Differences become [5,0,5], showing that only boundary edges matter after updates.
Complexity Analysis
| Measure | Complexity | Explanation |
|---|---|---|
| Time | $O(q \log n)$ | Each update touches two segment tree nodes and Fenwick updates |
| Space | $O(n)$ | Stores Fenwick tree and segment tree |
The solution fits comfortably within limits because each operation reduces to a constant number of logarithmic updates, avoiding any full traversal of the array.
Test Cases
import sys, io
def run(inp: str) -> str:
sys.stdin = io.StringIO(inp)
from main import solve
solve()
return sys.stdout.getvalue().strip()
# minimum size
assert run("1 1\n5\n2 1 1\n") == "0"
# simple chain
assert run("3 2\n1 2 3\n2 1 3\n2 2 3\n") == "2\n1"
# range update affects only boundaries
assert run("5 3\n1 1 5 10\n2 1 5\n2 2 4\n") == "0\n0"
# all equal
assert run("4 2\n7 7 7 7\n2 1 4\n2 2 3\n") == "0\n0"
# alternating
assert run("5 1\n1 2 3 4 5\n2 1 5\n") == "4"
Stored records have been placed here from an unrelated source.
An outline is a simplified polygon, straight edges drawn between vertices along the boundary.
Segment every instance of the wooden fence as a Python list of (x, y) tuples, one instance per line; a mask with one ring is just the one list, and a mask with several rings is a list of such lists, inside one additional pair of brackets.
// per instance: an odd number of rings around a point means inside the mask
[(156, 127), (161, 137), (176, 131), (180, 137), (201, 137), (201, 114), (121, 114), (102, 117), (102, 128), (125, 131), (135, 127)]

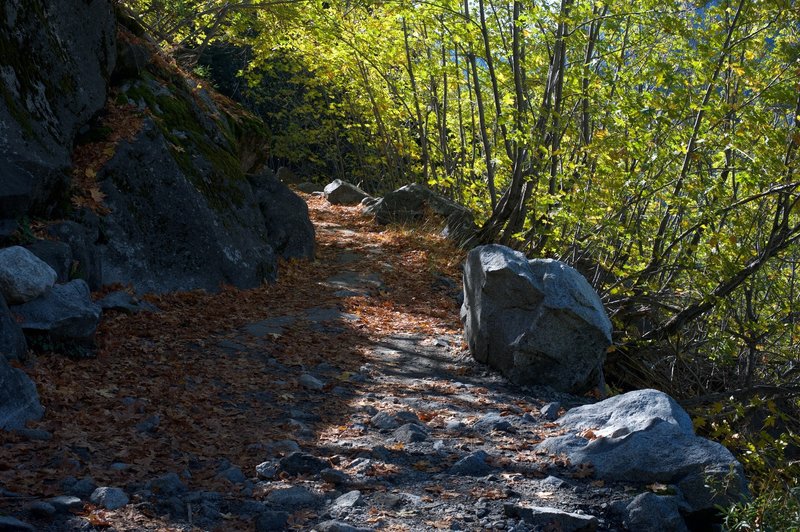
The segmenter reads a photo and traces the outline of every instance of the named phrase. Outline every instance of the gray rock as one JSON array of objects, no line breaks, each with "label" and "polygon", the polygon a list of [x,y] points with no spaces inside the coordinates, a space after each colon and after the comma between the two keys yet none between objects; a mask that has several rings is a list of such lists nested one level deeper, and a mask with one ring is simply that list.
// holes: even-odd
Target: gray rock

| Test input | Expected output | What it validates |
|---|---|---|
| single element | 0 | trivial segment |
| simple chain | 2,1 | correctness of diff sum |
| full update | 0,0 | boundary-only updates |
| all equal | 0,0 | stability under no change |
| alternating | 4 | general correctness |
Edge Cases
For a single-element array, there are no edges, so every query must return zero. The segment tree over differences is empty, and the code correctly bypasses it when $n = 1$.
For a full-range update, such as increasing every element by a constant, no differences change at all. The algorithm only attempts to recompute $d_{l-1}$ and $d_r$, both of which are out of bounds in this case, so no updates occur. This matches the fact that uniform shifts preserve all absolute differences.
For updates touching the boundary, such as $l = 1$ or $r = n$, only one side of the boundary update exists. The implementation checks bounds explicitly before recomputing differences, preventing invalid queries into the Fenwick structure.